Building a passionate audience is the key objective at direct-to-consumer services Angel Studios and Fandango, executives said Feb. 25 during DEG: The Digital Entertainment Group’s EnTech Fest conference at the Skirball Cultural Center in Los Angeles.
“We want audiences to care,” said Thomas Hughes, EVP, head of distribution strategy and global partnerships at Angel Studios. “That’s our difference, is to bring audiences in and have them invest in what we do.”
Angel, which he noted has 2.1 million members, is based on a unique model where members vote on films greenlighted and, for a monthly fee (from $12 to $20), are offered tickets to its theatrical movies and access to its a streaming service.

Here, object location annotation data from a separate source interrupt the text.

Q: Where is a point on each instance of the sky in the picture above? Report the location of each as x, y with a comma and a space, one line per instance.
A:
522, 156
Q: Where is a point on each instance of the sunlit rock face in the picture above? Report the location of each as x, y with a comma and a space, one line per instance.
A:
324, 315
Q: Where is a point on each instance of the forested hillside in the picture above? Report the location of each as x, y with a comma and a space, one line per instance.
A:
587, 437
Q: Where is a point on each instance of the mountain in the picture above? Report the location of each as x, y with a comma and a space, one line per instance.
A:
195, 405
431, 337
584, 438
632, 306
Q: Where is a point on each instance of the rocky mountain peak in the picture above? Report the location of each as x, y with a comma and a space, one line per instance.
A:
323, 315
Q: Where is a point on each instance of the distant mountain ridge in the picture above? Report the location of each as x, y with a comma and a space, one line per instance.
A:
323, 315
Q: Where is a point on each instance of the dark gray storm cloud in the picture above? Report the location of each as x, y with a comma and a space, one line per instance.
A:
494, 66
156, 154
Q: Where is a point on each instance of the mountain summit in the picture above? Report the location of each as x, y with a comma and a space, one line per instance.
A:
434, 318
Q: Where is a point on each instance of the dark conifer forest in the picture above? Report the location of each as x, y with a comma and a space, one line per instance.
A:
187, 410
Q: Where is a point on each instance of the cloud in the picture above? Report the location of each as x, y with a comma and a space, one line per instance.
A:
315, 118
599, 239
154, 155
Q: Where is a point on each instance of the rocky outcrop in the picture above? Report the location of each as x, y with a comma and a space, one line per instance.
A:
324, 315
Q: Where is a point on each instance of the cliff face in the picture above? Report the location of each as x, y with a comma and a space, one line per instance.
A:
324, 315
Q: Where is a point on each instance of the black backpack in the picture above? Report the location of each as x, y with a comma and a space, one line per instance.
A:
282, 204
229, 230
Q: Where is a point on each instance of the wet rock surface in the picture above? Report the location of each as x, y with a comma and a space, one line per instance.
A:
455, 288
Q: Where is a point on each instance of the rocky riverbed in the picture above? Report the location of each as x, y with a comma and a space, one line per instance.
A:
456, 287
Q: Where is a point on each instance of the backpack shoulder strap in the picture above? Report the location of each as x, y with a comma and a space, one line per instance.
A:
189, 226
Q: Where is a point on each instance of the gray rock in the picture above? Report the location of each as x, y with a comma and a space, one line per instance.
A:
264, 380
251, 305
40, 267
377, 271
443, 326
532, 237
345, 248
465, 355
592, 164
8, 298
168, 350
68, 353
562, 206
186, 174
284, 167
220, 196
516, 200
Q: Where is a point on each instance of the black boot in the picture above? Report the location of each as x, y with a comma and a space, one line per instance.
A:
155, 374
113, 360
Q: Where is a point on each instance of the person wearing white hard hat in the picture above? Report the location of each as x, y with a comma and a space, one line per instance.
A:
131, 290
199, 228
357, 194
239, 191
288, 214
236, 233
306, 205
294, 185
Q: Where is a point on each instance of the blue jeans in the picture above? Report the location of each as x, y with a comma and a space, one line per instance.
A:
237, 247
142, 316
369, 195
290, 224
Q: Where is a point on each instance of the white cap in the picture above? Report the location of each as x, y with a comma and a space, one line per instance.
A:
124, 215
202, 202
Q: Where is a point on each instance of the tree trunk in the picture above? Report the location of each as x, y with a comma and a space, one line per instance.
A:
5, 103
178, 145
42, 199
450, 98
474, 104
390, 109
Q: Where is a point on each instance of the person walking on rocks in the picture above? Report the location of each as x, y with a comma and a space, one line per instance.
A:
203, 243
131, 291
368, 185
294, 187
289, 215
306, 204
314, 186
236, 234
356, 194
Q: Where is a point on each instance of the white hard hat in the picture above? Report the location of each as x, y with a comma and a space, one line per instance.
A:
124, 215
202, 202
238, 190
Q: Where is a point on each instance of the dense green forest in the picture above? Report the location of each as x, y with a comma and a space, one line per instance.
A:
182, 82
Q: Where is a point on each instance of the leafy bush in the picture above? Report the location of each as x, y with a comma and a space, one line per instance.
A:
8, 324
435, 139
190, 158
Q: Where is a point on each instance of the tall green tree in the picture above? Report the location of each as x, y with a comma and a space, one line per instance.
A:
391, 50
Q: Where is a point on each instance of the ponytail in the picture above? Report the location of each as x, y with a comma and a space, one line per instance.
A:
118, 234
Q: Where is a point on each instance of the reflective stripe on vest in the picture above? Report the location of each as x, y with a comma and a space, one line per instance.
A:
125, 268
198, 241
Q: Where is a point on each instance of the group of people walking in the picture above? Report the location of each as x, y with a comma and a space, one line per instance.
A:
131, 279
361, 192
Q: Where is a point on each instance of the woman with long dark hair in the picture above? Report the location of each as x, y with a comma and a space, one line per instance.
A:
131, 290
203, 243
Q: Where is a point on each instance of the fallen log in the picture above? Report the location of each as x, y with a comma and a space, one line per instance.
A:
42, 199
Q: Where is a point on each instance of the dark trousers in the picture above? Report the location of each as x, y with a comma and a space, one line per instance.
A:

“Nobody [in the executive suite] decides what gets made at Angel; the audience decides,” Hughes said. “Every film, even a licensed film. These days we have licensed films with partners like Lionsgate on our platform, and those films — even if it’s been out for 15 years — they go in front of our audience and the audience chooses whether or not we put our name on it.”
Cameron Douglas, who is SVP of OTT/Streaming for Fandango and heads the company’s transactional (digital sale and rental) streaming service Fandango at Home, agreed that, as at Angel, the audience connection at Fandango is all important.
“We both address very passionate audiences, just in a very different way,” he said.
“I think what’s happening now is the ultimate goal of Fandango being synonymous with fandom. Whether you’re seeing something in the theater or at home — then Fandango will be able to support you,” he added.
Fandango was recently spun off from Comcast under the Versant Media Group monicker.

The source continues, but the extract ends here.